Cet amendement demande à l'État de remettre un rapport sur la fertilité des sols, car la souveraineté commence par là.
Il existe de nombreux dispositifs pour étudier ce sujet de la fertilité, ainsi que des réseaux de suivi. Je citerai le réseau d'expérimentation et de veille à l'innovation agricole, l'INRAE ou encore l'observatoire européen qui a permis à des comités d'agriculteurs et de producteurs d'améliorer la qualité des sols au moyen de capteurs, d'une application et de données satellitaires. Je ne prétends pas à l'exhaustivité mais j'ai le sentiment que ce sujet bien suivi ne nécessite pas de rapport. Demande de retrait ou avis défavorable.
Avis défavorable. Plus qu'un rapport, vous demandez la création d'un observatoire. Déjà beaucoup de monde s'essaye à analyser la fertilité du sol. La réalité est que c'est très complexe, et encore plus de disposer de données précises parcelle par parcelle, de les collecter et d'en faire une utilisation agronomique. Cela a été fait sur le sous-jacent géologique, ce qui a été une grande force de notre pays. Sur la fertilité des sols, qui se modifie de surcroît dans un temps court, c'est beaucoup plus complexe. Nos agences travaillent déjà sur le sujet, un observatoire me paraît inopportun.
D'abord, pour diminuer la déforestation importée, il faut limiter l'importation de palme et de soja. Pour compenser, il faut développer des cultures riches en protéines : la luzerne, le soja, car on peut en produire sur notre territoire, le lupin, qui sont toutes des légumineuses.
Ensuite, nous souhaitons remplacer certaines protéines animales par des protéines végétales. Là encore, ce sera par des légumineuses.
Voilà toute la cohérence de la démarche. Ma proposition de 10 % des cultures en légumineuses était évidemment un amendement d'appel, et je recourais au décret parce que cela doit se planifier, pas s'imposer du jour au lendemain. Mais il y a une vraie réflexion à mener pour développer les légumineuses, qui sont les premières à restaurer la fertilité des sols à laquelle M. Lambert est attaché.

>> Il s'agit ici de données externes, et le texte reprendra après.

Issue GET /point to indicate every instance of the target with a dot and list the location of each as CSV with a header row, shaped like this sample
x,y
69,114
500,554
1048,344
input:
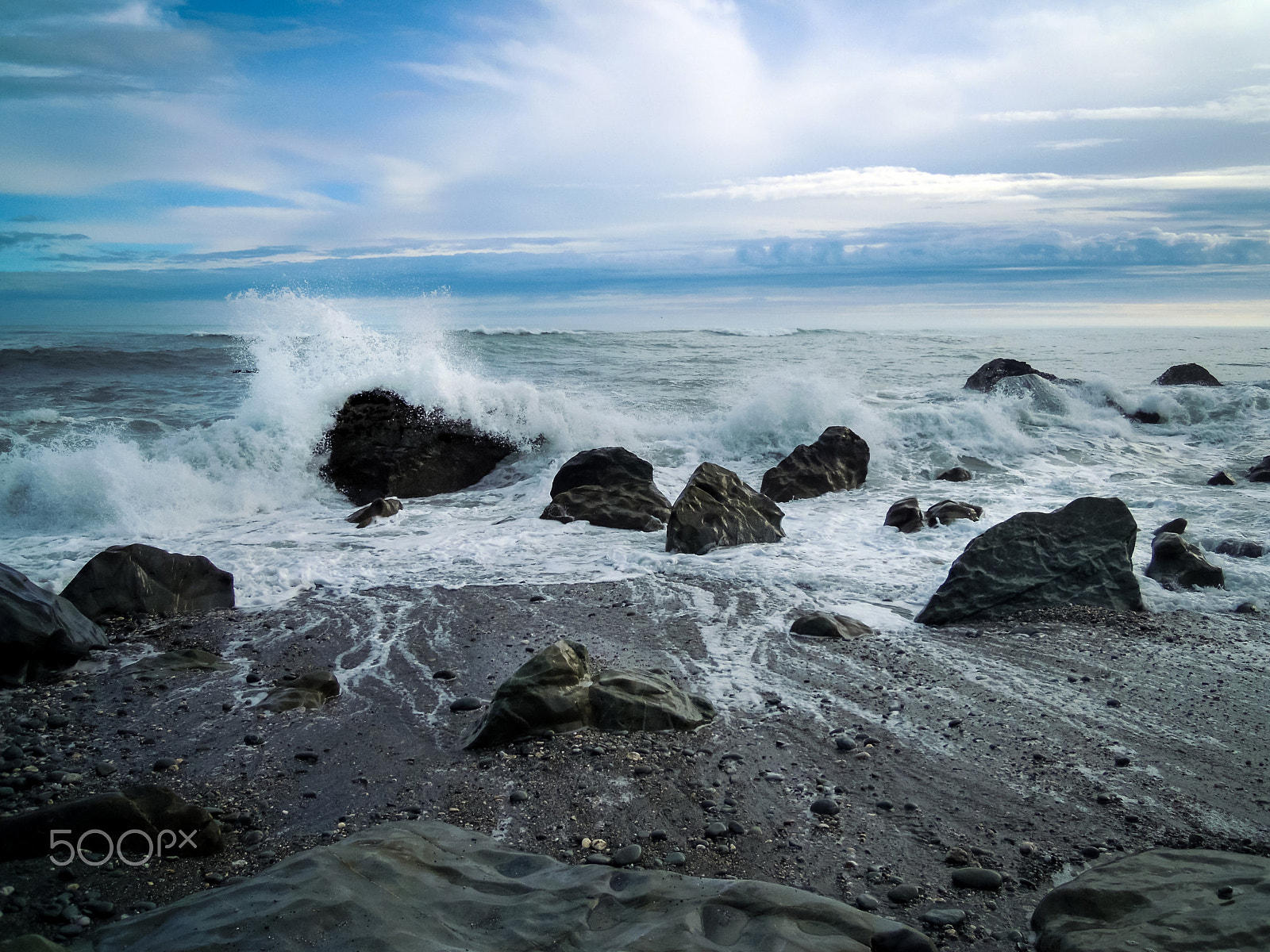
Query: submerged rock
x,y
1172,900
381,446
1076,555
558,691
1183,374
717,509
425,885
838,460
145,581
38,630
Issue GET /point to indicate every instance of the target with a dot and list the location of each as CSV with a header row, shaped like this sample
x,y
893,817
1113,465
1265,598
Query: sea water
x,y
207,443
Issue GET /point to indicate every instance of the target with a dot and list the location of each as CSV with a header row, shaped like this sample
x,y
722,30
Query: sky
x,y
198,149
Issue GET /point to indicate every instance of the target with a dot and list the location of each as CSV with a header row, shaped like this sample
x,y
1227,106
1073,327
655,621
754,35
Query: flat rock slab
x,y
1198,900
429,886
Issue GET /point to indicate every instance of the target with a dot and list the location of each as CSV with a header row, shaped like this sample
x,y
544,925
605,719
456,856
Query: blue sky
x,y
209,146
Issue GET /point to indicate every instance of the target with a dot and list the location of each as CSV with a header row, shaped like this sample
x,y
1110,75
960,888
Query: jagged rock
x,y
381,446
1170,900
1187,374
145,581
838,460
375,509
38,630
558,691
141,808
825,625
1176,564
310,689
905,516
1076,555
717,509
948,512
422,885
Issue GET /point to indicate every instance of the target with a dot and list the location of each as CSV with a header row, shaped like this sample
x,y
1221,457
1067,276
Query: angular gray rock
x,y
556,689
381,446
838,460
145,581
1076,555
1162,899
38,630
717,509
422,885
1176,564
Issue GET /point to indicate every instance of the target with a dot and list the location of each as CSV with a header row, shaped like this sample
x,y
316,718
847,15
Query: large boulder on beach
x,y
1176,564
1181,374
413,886
1168,900
1076,555
144,808
718,509
381,446
610,486
38,630
838,460
558,691
145,581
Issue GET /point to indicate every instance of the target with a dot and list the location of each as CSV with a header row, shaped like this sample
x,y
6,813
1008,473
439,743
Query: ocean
x,y
203,442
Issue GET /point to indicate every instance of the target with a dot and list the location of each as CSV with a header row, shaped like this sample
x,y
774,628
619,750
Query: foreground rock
x,y
190,831
556,691
610,488
381,446
38,630
425,885
718,509
1172,900
1076,555
145,581
1183,374
838,460
1176,564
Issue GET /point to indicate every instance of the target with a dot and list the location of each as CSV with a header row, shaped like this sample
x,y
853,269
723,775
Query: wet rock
x,y
838,460
825,625
1181,374
1176,564
946,512
717,509
905,516
1076,555
145,581
40,631
1162,899
558,689
381,446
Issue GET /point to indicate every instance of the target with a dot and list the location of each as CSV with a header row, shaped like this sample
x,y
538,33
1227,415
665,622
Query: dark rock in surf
x,y
145,581
1162,899
1183,374
375,509
1076,555
948,512
381,446
610,488
40,631
838,460
1176,564
556,689
905,516
825,625
718,509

Vous avez bien compris le sens de mon amendement, Monsieur le ministre. Je vais le réécrire pour la séance. Mme la rapporteure nous a très justement rappelé tous les outils existants, mais je permets de signaler que nous sommes la représentation nationale, qu'il est question de souveraineté alimentaire et qu'ici personne n'est en mesure de savoir où en est la France dans ce domaine. En séance, je vous demanderai de nous présenter l'état de cette souveraineté fertile de la France, les outils qui permettent de la connaître et ceux qui seraient éventuellement nécessaires. Tout le sens de notre commission est de dialoguer pour être beaucoup plus constructifs dans l'hémicycle, je le constate encore aujourd'hui. Je retire mon amendement.
L'amendement est retiré.
Amendement CS3931 de Mme Valérie Petit.
Il me semble que cet amendement est en partie satisfait par le CS5468 de la rapporteure qui demande un rapport sur le même sujet, mais il précise cependant que nous devrons en tirer les conséquences par un acte législatif.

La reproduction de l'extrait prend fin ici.